# Help with coding MPFL reconstruction for Patellar instability



## Patricia Donegan (Apr 5, 2010)

My son had knee surgery several months ago.  The surgeon's office submitted codes 27422 and 29873 to my insurance carrier.  They paid well on
27422 but very little on 29873 (less than 10% of the fee)  I appealed the decision, but they denied any more payment and I am left paying off a very large balance.(thousands of dollars)  I am wondering if code 29873 is the correct code.  The office is looking into this for me, I want to pay the surgeon ,but I also want to be sure my insurance company pays correctly on the surgery as well.  I pay a lot for my coverage, and have rarely used it other than for well care visits.  Here's the report, any ortho coder's insight would be greatly appreciated.  I have been billing and coding for 20 years, I have my CPC, but my field is cardiothoracic.  Thanks

Operation: Left knee medial patellofemoral ligament reconstruction for patella stabilizaiton  and diagnostic arthroscopy with arthroscopic lateral release.
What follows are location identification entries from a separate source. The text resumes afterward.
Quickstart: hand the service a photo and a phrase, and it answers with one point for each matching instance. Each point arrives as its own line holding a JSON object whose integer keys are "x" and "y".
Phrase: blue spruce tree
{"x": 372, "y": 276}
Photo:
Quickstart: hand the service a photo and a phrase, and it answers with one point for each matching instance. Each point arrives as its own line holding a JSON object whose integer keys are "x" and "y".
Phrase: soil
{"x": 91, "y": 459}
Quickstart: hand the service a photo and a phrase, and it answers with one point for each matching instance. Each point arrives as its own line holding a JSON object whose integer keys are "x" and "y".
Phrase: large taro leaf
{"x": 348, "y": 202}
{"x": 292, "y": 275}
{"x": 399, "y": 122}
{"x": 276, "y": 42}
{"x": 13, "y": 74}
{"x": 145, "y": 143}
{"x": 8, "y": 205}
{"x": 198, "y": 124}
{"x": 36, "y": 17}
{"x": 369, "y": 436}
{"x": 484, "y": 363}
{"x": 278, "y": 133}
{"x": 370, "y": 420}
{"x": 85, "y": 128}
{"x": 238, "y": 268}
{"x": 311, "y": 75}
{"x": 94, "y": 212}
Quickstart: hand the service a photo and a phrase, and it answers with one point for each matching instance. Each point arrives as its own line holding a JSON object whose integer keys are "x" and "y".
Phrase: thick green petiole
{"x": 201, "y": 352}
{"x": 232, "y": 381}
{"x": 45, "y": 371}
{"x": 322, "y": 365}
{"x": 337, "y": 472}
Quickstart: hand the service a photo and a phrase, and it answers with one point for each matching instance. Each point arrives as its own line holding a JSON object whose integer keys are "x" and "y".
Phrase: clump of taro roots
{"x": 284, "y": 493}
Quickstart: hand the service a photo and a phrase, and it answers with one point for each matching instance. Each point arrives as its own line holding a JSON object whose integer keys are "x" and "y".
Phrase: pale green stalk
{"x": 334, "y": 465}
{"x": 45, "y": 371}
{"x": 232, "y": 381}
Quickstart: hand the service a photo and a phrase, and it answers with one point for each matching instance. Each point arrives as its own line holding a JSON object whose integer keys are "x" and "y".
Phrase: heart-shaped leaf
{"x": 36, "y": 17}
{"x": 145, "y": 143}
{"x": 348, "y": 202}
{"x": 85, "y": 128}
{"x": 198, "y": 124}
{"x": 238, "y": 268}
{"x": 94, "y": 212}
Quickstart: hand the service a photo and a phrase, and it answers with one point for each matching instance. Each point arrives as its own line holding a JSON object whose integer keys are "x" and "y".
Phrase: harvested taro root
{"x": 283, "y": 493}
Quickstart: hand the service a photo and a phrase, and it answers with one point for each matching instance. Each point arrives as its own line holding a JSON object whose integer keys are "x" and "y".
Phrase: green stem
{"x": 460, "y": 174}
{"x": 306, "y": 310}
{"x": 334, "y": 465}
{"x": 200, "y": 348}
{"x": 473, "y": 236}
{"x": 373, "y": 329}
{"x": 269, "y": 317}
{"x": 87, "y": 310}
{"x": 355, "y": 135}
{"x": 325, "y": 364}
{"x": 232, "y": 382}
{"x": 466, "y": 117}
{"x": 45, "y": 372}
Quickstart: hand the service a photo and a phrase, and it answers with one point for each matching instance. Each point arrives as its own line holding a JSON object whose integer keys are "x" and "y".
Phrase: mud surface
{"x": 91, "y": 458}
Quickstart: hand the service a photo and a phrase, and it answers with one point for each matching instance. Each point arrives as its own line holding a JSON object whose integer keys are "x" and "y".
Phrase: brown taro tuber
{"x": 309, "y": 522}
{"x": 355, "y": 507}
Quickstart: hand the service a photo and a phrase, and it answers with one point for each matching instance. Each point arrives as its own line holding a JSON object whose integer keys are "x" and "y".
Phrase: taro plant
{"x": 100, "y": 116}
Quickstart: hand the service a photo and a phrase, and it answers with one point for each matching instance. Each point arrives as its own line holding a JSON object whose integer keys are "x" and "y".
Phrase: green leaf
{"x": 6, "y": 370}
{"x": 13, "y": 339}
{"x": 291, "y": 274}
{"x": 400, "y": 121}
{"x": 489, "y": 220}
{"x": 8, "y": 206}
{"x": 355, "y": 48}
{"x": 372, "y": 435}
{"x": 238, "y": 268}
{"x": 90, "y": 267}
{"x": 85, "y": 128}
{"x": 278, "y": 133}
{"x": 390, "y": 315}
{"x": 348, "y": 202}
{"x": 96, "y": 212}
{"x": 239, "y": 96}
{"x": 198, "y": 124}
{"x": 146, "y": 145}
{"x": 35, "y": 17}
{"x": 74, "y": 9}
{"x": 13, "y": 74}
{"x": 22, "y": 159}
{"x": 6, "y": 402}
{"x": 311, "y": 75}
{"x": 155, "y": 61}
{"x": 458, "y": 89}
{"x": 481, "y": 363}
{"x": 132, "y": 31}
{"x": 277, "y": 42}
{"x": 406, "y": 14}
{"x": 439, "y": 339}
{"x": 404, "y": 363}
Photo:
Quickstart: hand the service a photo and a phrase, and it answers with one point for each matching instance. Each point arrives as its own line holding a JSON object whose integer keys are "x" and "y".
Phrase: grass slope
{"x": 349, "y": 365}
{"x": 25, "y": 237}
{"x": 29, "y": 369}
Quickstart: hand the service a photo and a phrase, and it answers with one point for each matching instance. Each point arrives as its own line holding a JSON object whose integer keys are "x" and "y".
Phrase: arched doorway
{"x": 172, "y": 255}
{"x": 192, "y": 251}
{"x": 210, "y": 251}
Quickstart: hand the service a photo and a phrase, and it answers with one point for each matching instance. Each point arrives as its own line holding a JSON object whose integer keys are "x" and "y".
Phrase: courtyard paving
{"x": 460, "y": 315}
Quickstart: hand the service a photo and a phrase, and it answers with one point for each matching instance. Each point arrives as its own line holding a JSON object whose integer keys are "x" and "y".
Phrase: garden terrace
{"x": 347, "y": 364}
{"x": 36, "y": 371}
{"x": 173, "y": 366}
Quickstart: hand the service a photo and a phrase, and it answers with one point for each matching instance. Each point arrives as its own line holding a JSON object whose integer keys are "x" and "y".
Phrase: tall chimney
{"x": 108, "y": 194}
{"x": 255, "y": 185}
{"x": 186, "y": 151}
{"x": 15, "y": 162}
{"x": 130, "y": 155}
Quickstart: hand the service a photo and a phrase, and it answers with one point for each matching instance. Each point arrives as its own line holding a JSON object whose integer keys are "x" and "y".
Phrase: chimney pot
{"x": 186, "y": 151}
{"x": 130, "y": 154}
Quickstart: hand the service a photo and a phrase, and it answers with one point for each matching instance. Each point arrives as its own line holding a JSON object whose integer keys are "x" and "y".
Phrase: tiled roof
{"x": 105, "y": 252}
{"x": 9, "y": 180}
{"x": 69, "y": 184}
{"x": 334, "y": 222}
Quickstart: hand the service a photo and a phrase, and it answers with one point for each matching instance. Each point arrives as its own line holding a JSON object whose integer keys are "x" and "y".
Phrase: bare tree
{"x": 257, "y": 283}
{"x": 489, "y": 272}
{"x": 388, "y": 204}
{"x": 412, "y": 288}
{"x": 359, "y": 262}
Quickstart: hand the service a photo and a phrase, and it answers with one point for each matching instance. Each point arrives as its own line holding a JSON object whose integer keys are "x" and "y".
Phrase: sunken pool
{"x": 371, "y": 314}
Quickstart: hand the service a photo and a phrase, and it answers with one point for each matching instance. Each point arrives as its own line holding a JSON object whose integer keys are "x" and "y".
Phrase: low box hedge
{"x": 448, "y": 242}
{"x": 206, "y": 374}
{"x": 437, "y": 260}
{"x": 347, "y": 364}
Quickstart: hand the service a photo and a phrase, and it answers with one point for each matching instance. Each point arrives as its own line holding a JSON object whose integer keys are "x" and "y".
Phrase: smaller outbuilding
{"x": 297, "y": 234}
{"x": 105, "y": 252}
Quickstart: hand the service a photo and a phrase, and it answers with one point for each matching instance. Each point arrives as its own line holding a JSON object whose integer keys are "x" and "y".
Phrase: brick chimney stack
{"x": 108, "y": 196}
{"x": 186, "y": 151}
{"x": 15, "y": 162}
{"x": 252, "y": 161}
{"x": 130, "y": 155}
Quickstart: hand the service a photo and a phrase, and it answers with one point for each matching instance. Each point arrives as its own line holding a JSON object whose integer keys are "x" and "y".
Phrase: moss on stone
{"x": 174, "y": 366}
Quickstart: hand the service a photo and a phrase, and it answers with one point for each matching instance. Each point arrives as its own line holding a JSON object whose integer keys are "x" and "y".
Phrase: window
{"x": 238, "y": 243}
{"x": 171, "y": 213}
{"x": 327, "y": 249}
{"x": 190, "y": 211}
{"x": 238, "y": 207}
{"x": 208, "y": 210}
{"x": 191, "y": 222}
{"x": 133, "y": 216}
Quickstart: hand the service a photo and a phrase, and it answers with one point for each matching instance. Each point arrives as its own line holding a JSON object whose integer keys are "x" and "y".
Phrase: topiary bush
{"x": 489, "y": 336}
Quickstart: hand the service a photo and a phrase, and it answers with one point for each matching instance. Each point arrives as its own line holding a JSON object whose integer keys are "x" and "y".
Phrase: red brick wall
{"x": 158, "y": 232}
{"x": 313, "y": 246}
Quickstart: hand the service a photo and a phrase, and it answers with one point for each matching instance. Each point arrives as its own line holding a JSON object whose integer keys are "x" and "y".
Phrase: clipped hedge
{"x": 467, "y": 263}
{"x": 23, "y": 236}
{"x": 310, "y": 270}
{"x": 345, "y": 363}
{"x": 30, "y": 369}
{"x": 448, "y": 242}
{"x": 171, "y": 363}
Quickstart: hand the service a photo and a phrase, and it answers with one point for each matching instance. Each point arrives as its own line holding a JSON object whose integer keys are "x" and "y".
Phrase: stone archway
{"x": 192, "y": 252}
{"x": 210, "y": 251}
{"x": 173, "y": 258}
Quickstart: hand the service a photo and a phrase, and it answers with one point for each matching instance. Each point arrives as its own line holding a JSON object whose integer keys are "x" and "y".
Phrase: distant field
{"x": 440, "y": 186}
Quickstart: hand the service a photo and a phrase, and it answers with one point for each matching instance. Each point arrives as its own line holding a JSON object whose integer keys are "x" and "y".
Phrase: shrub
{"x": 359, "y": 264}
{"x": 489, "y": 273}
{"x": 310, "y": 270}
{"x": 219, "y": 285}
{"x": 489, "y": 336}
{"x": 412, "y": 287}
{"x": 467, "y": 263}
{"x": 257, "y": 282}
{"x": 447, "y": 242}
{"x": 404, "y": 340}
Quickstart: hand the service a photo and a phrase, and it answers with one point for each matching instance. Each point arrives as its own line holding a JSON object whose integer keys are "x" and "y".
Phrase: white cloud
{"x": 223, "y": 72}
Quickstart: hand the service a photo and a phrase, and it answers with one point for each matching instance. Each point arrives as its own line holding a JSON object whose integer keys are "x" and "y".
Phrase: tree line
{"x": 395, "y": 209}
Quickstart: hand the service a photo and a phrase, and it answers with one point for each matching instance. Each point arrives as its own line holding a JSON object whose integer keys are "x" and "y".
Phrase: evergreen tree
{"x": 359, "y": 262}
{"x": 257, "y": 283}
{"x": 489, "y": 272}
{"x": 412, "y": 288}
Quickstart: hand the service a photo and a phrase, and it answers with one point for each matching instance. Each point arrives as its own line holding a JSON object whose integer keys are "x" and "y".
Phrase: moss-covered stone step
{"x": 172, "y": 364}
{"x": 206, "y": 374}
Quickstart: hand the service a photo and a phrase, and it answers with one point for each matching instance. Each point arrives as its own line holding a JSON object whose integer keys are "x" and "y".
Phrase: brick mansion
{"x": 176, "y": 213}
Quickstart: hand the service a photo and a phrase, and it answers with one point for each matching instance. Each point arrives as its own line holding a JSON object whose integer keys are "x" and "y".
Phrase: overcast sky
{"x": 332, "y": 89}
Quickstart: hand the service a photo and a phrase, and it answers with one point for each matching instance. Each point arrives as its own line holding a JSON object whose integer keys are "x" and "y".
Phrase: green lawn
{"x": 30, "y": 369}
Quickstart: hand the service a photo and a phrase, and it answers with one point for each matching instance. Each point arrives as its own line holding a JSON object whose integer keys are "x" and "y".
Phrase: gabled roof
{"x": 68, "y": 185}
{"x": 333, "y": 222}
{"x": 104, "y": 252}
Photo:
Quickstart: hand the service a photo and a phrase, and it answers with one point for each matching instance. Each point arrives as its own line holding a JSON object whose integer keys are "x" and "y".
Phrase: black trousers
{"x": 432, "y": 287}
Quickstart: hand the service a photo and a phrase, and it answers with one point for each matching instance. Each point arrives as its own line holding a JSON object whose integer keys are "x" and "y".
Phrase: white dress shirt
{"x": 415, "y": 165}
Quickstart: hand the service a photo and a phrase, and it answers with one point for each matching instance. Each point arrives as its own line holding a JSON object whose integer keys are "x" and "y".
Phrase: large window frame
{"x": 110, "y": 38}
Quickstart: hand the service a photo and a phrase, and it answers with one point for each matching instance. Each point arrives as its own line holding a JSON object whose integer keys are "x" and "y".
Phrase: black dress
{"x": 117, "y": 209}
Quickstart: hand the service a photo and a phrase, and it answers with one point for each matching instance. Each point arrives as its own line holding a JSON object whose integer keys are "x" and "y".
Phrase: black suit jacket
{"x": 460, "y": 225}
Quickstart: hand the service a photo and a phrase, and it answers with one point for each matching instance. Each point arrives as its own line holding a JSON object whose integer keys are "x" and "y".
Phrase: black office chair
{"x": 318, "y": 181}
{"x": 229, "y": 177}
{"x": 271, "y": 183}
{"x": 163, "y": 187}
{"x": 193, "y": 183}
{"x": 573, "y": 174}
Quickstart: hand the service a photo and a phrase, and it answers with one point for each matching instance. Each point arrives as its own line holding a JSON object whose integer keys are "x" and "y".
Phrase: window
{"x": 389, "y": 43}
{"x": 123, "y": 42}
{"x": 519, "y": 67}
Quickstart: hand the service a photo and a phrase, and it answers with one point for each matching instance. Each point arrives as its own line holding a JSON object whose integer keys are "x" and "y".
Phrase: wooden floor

Findings: Diagnostic arthroscopy revealed chondral injury to the medial facet of the patella consistent with recurrent instability of the patella.  The menisci PCL were intact, The ACL had continuity from the intercondylar notch lateral wall to the tibial footprint.  However, it became attenuated at its femoral attachment indicating a partial tear dynamic.  Lachman and pivot shift did demonstrate tensioning and functioning of the ACL.  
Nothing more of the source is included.